Nello stesso istante entro la cameriera con il caffe e le ordinazioni. La ringraziarono e aspettarono che si allontanasse, poi Matthew riprese la parola. «Si tratta di una lunga serie di operazioni chirurgiche e interventi di ogni tipo. La cosa che mi ha colpito di piu e stata la forma della sua lingua. Ti sei sicuramente resa conto che una delle foto raffigurava la cavita orale di Harald, no?» Thora annui e lui continuo: «Se l’era fatta tagliare in due per il lungo. Probabilmente per farla assomigliare alla lingua di un serpente, il che, confesso, gli e riuscito perfettamente».

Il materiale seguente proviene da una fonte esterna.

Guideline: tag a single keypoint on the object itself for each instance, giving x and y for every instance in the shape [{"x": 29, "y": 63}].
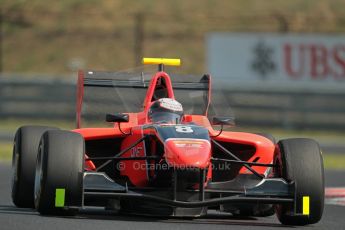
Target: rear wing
[{"x": 99, "y": 93}]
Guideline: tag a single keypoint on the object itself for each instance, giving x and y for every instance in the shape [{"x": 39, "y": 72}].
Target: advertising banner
[{"x": 278, "y": 60}]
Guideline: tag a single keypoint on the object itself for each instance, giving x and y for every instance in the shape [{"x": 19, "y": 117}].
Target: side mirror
[
  {"x": 118, "y": 117},
  {"x": 223, "y": 121}
]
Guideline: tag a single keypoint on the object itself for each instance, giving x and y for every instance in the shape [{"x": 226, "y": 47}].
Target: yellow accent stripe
[
  {"x": 164, "y": 61},
  {"x": 59, "y": 197},
  {"x": 306, "y": 205}
]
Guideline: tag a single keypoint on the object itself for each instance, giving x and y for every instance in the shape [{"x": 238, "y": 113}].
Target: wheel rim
[{"x": 38, "y": 176}]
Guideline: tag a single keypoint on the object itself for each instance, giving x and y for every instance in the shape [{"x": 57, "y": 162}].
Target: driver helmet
[{"x": 166, "y": 110}]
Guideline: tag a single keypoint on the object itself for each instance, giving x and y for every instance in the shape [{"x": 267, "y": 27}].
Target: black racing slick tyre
[
  {"x": 59, "y": 173},
  {"x": 300, "y": 161},
  {"x": 25, "y": 148}
]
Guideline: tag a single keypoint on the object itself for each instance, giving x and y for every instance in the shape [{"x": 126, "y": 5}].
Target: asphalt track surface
[{"x": 15, "y": 218}]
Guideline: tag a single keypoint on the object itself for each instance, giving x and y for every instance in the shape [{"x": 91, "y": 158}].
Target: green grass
[
  {"x": 11, "y": 125},
  {"x": 5, "y": 151}
]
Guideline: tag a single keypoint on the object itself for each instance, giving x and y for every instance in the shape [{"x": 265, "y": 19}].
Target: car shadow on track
[
  {"x": 100, "y": 214},
  {"x": 217, "y": 219}
]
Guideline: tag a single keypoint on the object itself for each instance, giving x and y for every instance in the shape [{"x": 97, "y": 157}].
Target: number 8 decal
[{"x": 183, "y": 129}]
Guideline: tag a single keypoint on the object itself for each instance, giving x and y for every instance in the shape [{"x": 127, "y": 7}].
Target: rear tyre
[
  {"x": 300, "y": 161},
  {"x": 24, "y": 156},
  {"x": 59, "y": 173}
]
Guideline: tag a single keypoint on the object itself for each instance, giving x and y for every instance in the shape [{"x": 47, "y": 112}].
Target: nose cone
[{"x": 187, "y": 152}]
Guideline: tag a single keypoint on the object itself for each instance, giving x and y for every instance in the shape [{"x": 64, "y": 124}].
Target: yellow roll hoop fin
[
  {"x": 164, "y": 61},
  {"x": 306, "y": 205}
]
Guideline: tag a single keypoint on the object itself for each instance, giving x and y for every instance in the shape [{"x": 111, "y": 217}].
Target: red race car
[{"x": 163, "y": 157}]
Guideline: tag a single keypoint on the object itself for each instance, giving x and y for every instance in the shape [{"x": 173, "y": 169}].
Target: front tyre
[
  {"x": 25, "y": 148},
  {"x": 59, "y": 173},
  {"x": 300, "y": 161}
]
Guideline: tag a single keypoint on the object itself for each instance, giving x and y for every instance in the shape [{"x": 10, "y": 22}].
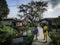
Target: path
[{"x": 40, "y": 40}]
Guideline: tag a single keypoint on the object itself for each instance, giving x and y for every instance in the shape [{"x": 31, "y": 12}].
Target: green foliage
[
  {"x": 4, "y": 10},
  {"x": 6, "y": 32},
  {"x": 55, "y": 37},
  {"x": 32, "y": 11}
]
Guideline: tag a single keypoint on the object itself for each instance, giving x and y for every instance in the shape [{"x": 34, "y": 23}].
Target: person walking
[
  {"x": 45, "y": 31},
  {"x": 36, "y": 32}
]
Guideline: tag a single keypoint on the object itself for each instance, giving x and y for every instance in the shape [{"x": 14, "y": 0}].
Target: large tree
[
  {"x": 4, "y": 10},
  {"x": 33, "y": 10}
]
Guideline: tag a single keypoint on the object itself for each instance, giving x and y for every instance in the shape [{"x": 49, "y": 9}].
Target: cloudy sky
[{"x": 53, "y": 9}]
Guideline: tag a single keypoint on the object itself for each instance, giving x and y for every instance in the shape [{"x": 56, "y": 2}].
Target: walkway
[{"x": 40, "y": 40}]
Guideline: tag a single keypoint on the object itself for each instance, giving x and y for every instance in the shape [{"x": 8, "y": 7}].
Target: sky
[{"x": 53, "y": 9}]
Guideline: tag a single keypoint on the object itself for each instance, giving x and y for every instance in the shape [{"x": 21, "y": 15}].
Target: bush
[
  {"x": 55, "y": 37},
  {"x": 6, "y": 32}
]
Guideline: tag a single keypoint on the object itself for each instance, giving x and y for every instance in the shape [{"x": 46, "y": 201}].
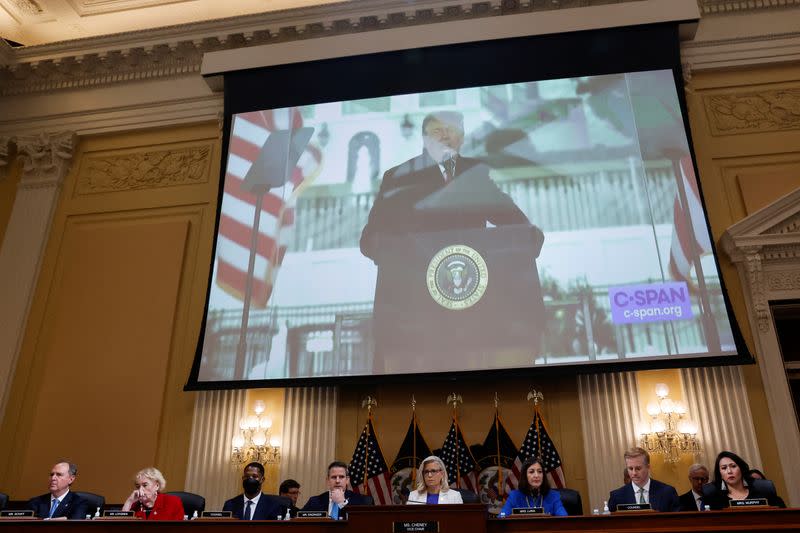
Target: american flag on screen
[
  {"x": 688, "y": 241},
  {"x": 369, "y": 472},
  {"x": 248, "y": 134},
  {"x": 538, "y": 443},
  {"x": 461, "y": 466}
]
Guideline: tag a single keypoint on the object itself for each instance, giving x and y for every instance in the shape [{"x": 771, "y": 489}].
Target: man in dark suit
[
  {"x": 290, "y": 489},
  {"x": 253, "y": 504},
  {"x": 337, "y": 497},
  {"x": 410, "y": 201},
  {"x": 642, "y": 488},
  {"x": 693, "y": 500},
  {"x": 60, "y": 503}
]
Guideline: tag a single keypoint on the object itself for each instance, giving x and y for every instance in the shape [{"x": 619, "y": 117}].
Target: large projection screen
[{"x": 536, "y": 215}]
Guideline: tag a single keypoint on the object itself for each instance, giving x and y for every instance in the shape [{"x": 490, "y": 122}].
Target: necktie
[
  {"x": 53, "y": 508},
  {"x": 248, "y": 515},
  {"x": 449, "y": 168}
]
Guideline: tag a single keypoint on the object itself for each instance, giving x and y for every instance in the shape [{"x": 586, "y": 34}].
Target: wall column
[
  {"x": 309, "y": 437},
  {"x": 610, "y": 418},
  {"x": 46, "y": 159}
]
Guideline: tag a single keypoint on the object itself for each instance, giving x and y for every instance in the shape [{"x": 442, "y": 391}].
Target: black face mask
[{"x": 251, "y": 486}]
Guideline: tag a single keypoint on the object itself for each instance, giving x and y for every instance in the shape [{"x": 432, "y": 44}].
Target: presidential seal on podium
[{"x": 457, "y": 277}]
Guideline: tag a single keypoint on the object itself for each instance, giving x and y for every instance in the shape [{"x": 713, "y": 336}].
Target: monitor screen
[{"x": 539, "y": 223}]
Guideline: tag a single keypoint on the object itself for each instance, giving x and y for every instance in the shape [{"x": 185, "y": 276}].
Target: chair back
[
  {"x": 467, "y": 496},
  {"x": 571, "y": 499},
  {"x": 95, "y": 502},
  {"x": 191, "y": 502}
]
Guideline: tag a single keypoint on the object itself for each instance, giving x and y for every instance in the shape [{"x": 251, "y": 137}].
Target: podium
[
  {"x": 407, "y": 518},
  {"x": 458, "y": 300}
]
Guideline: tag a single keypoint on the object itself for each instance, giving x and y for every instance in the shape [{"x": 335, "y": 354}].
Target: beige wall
[
  {"x": 748, "y": 153},
  {"x": 112, "y": 330}
]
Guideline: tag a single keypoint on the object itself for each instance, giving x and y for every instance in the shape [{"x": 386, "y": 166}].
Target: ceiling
[{"x": 35, "y": 22}]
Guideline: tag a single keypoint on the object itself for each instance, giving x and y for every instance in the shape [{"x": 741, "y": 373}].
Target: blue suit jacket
[
  {"x": 551, "y": 503},
  {"x": 662, "y": 497},
  {"x": 268, "y": 507},
  {"x": 72, "y": 506}
]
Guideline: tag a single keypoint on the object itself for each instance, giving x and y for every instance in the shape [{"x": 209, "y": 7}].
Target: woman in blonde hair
[
  {"x": 148, "y": 502},
  {"x": 432, "y": 484}
]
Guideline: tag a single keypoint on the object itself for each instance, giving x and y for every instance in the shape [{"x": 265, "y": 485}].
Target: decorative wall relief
[
  {"x": 143, "y": 170},
  {"x": 754, "y": 112}
]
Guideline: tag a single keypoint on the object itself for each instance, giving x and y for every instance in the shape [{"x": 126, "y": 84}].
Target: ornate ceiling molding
[
  {"x": 178, "y": 50},
  {"x": 733, "y": 6}
]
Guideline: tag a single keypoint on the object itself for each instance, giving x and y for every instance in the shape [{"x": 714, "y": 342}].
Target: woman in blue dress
[{"x": 534, "y": 491}]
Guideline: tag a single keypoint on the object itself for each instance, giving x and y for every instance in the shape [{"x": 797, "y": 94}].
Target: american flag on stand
[
  {"x": 538, "y": 443},
  {"x": 461, "y": 466},
  {"x": 248, "y": 134},
  {"x": 688, "y": 241},
  {"x": 368, "y": 468}
]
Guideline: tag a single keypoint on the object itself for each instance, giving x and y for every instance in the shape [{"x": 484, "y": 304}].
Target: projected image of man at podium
[
  {"x": 437, "y": 190},
  {"x": 452, "y": 293}
]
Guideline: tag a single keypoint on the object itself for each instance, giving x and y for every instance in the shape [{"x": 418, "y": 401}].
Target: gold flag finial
[
  {"x": 455, "y": 399},
  {"x": 536, "y": 396},
  {"x": 369, "y": 402}
]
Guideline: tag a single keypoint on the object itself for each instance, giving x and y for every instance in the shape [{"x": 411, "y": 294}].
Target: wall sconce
[
  {"x": 406, "y": 127},
  {"x": 254, "y": 441},
  {"x": 669, "y": 434}
]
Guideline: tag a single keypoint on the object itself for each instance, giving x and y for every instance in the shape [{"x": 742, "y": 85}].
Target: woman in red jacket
[{"x": 148, "y": 503}]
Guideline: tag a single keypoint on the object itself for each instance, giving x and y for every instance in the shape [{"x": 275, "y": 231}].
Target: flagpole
[
  {"x": 454, "y": 399},
  {"x": 497, "y": 445},
  {"x": 414, "y": 441},
  {"x": 369, "y": 402}
]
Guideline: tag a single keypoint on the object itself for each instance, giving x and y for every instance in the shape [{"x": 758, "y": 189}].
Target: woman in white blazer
[{"x": 432, "y": 484}]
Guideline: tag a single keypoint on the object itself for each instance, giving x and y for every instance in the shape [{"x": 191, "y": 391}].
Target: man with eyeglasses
[
  {"x": 412, "y": 195},
  {"x": 337, "y": 498},
  {"x": 693, "y": 500}
]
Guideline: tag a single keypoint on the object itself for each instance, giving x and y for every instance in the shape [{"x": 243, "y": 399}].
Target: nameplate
[
  {"x": 116, "y": 513},
  {"x": 528, "y": 510},
  {"x": 749, "y": 502},
  {"x": 627, "y": 507},
  {"x": 409, "y": 527}
]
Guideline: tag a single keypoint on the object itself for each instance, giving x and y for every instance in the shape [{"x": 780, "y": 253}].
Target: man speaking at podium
[
  {"x": 437, "y": 190},
  {"x": 451, "y": 294}
]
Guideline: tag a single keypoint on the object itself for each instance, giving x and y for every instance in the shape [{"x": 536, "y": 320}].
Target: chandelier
[
  {"x": 254, "y": 442},
  {"x": 670, "y": 433}
]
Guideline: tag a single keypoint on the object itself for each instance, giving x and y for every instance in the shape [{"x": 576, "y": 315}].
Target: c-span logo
[{"x": 457, "y": 277}]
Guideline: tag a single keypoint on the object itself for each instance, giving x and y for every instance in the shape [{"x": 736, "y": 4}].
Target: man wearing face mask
[
  {"x": 404, "y": 204},
  {"x": 253, "y": 504}
]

«Come si fa a parlare normalmente con una lingua del genere?» domando Thora.

«A quanto afferma il medico, non e improbabile che la sua pronuncia fosse peggiorata dopo un simile trattamento, ma non possiamo dirlo con certezza. Comunque, ci ha tenuto a precisare che quell’operazione non e certo diffusa, ma Harald non era affatto un precursore in materia.»

«Pero non se l’e certamente fatta da solo una lingua cosi. Chi esegue questo genere di operazioni?» chiese Thora stupita.